There are a few quick ways to my heart. Food, Blizzard games, Magic cards, but cats is probably the easiest. The Cat Machine [official site] has discovered this great secret, combining easy to learn puzzle mechanics with cat trains. Cat trains which you must direct onto the right tracks so that they can take off into space and stop the Earth from falling into the sun. As solo developer Matt Luard put it, "it's all very scientific." It came out yesterday, so launch trailer and speedy thoughts after a few minutes with the game below.
That trailer fails to tell you what the game is but gives a perfect impression of it anyway. You have to build tracks to direct cat trains around a map. Each cat and track is colour coordinated. A train will go down the track that is of the same colour as its lead cat, who will then fire off into space. You have to clear all the cats out and direct the final one to the white lane, which is always in a static position.
There's humour here in spades.
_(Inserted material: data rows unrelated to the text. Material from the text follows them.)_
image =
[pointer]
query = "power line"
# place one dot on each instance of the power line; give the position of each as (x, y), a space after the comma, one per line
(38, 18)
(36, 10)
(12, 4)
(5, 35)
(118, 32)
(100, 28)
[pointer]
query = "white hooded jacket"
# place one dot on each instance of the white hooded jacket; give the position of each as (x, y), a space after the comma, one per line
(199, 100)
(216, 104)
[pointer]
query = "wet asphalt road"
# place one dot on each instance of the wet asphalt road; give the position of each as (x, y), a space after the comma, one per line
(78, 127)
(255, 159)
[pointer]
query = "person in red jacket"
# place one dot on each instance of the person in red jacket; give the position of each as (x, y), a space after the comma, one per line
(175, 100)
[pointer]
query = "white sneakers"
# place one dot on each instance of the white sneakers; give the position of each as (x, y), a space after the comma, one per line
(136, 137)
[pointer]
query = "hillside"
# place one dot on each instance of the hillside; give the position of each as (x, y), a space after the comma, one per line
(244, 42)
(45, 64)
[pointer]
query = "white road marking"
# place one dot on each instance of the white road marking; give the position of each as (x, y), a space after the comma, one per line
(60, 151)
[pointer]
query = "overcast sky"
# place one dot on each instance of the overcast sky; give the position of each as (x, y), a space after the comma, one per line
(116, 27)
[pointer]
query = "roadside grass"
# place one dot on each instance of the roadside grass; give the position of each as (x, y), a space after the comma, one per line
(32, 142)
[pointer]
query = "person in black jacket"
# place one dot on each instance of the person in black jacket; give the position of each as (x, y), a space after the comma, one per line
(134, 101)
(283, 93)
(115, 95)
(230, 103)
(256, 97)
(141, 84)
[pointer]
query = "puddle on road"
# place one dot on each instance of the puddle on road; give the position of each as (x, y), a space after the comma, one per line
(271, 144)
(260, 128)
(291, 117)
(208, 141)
Beyond cute kitties typing at laptops and donning science glasses, every bit of text is filled with jokes. Not all of it hits the mark, but it's exactly as irreverent and fun as the concept itself, so if it looks like your bag then chances are the writing will be too. If it isn't then at least it never seems to get in the way of the puzzles.
Those puzzles, at least in the early game, are both satisfying to complete and complex enough to require a bit of thought, though judging by the menu there's only a few dozen of them.
It's fun, fast, colourful and costs a bit over £6 on Steam or the The Cat Machine site.